We are a youth-obsessed culture, but I like Dr. Christiane Northrup’s new paradigm, “getting older is inevitable but aging is optional.” Like many of my peers, when I think about my age I find it almost unbelievable that I got this “old” so fast. But the reality is that I feel more dynamic and healthy than I did decades ago. I have been blessed with good health but I attribute a lot of my overall well-being to my career as a home stager. While I make no claims to be a doctor, I have come to some personal conclusions about how my job is helping to keep me energized and healthy.
As professional home stagers, our role is to collaborate with real estate agents and home sellers to prepare properties for the marketplace to sell for top dollar as quickly as possible. This is impossible without thorough attention to condition issues and enhanced presentation. A successful staging process begins with a professional analytical consultation that includes specific recommendations for the homeowner. It is our responsibility not only to tell the seller what they need to do but also to make sure they understand the importance of home staging and to motivate them to follow through with the recommendations. Otherwise, they will not achieve their objectives of selling quickly and for top dollar. In fact they may not be able to sell at all.

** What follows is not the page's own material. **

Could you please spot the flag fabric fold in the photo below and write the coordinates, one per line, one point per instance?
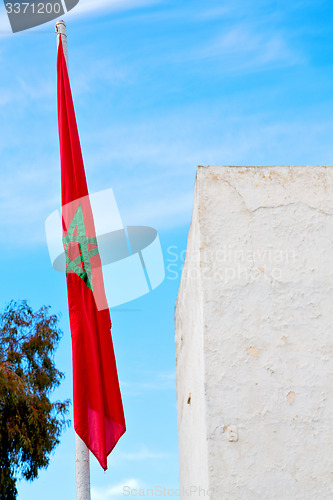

This Pre-war “Classic 7” Upper Westside New York City co-op had been a well-loved family home for decades. The owner was ready to sell and begin a new chapter but the downsizing and preparation for selling process seemed overwhelming in many ways. An “as-is” direct buyer offer of $2.6 million seemed tempting. However, his real estate agent was confident that with some strategic investment in staging, he would be able to sell at a much higher price because large New York City Pre-War apartments have high appeal for young, affluent families, who will complete high-end renovations.